E’ la storia di vita, divisa in tre parti, di un maestro elementare, Antonio Mombelli, che vive a Vigevano durante il periodo del boom economico con la moglie Ada e il figlio Rino. La narrazione in prima persona si sofferma sulle quotidiani abitudini del protagonista, che scandisce le sue ore tra l’insegnamento a scuola e le ripetizioni pomeridiane, percependo – nonostante il sacrificio – un misero stipendio che non permette una vita agiata. Un’atona, giornaliera meccanicità che spersonalizza, ma che costituisce il vitale appiglio del decoro piccolo-borghese – dallo scrittore definito con il termine ossessivamente reiterato di “catrame”- scandisce i rintocchi della sua esistenza in un grigiore disperato. Egli si percepisce come un dignitoso e ridicolo personaggio che si affanna aggrappandosi ad un “scoglio” di sicurezza nel “mare-vita” per “prudenza” o per “vigliaccheria”. Un personaggio come tanti che “paga il suo dazio alla vita”. La moglie lo incita a scrollarsi di dosso la paura del nuovo, proponendogli assieme al cognato di aprire un calzaturificio con i soldi della buonuscita. Egli si convince, ma si lascia scappare in paese delle informazioni che vengono registrate da un delatore tributario sul modo in cui i tre riescono ad evadere le tasse e a guadagnare bene. L’ingenuità lo porta a mandare a monte il progetto e ad inimicarsi la famiglia, che lo vede come un inetto. Un’ingenuità che è però desiderio di riscatto, vanità del proprio coraggio di fronte agli ex-colleghi che lo guardano con diffidenza, lo disprezzano o lo ammirano, forse ipocritamente. Ingenuità che è sostanziale fragilità, difesa, corazza contro la durezza della vita.

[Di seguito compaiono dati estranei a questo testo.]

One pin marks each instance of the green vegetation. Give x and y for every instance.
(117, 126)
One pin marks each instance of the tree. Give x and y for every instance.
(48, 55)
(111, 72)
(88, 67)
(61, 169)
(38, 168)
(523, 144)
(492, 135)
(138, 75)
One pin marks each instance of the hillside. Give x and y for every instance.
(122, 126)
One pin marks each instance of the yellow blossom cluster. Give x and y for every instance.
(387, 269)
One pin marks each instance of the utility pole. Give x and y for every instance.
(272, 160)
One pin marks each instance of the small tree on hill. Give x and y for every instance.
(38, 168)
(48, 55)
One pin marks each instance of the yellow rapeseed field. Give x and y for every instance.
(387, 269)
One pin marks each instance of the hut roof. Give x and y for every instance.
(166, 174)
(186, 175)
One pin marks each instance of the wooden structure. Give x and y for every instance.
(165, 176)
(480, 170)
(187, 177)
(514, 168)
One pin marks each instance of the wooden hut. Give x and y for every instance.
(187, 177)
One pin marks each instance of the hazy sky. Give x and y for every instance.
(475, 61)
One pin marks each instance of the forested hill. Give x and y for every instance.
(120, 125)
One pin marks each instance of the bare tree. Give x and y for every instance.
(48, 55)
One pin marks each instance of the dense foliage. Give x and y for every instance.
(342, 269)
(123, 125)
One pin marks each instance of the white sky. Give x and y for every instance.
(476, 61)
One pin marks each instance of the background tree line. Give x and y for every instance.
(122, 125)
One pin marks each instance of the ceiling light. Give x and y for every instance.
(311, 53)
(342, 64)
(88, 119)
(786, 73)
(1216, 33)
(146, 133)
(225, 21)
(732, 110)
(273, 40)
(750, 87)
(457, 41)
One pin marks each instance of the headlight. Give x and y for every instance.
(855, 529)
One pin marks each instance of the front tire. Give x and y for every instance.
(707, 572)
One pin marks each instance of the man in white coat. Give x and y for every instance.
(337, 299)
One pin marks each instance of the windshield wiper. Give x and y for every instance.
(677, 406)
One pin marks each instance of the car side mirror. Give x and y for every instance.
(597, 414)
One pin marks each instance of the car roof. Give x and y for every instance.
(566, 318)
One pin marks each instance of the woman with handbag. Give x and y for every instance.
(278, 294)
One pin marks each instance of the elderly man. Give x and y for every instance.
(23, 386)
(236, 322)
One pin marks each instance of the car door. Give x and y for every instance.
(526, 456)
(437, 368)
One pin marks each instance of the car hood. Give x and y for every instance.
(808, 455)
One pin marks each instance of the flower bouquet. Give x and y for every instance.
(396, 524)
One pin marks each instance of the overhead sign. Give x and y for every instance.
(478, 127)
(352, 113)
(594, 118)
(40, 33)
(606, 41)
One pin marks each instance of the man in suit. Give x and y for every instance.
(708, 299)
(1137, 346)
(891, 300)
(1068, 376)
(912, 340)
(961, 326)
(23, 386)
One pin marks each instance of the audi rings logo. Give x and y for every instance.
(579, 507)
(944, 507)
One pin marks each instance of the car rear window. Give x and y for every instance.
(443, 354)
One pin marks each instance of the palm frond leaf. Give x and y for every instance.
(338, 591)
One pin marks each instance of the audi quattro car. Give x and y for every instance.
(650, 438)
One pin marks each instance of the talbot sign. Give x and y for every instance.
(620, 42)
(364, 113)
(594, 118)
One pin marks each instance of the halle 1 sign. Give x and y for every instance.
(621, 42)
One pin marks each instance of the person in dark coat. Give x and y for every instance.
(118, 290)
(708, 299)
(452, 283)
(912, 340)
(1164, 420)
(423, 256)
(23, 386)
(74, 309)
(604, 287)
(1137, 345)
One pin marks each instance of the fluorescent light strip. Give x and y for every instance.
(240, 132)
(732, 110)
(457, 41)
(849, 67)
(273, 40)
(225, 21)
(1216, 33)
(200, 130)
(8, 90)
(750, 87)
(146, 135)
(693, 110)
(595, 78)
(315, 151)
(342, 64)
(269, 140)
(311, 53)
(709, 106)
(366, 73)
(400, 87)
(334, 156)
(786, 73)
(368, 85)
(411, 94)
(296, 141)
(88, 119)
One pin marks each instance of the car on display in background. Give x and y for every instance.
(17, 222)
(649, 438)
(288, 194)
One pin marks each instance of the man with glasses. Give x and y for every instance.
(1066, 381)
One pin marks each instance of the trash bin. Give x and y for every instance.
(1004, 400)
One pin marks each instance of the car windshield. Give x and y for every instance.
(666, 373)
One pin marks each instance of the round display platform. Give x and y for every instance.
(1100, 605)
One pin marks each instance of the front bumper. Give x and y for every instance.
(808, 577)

«L’universo di Mastronardi ha un nome, dichiarato fin dall’inizio dai titoli in copertina: Vigevano. Non so quanti e quali nessi si possono trovare tra questa Vigevano romanzesca e la Vigevano reale: ma so che come immagine dell’Italia, di trent’anni di storia della società italiana, la Vigevano mastronardiana funziona egregiamente. […]
Che un risultato di tanta forza sia stato ottenuto da un’esistenza in fragile equilibrio col mondo come quella di Lucio Mastronardi, dalla sua sensibilità di scorticato vivo, dà a quest’opera un carattere ancor piú raro, perché pagine cosí sapienti nel costruire e nel giudicare le storie umane sono state come strappate dal gorgo di sofferenza che Lucio si portò dentro per tutta la vita».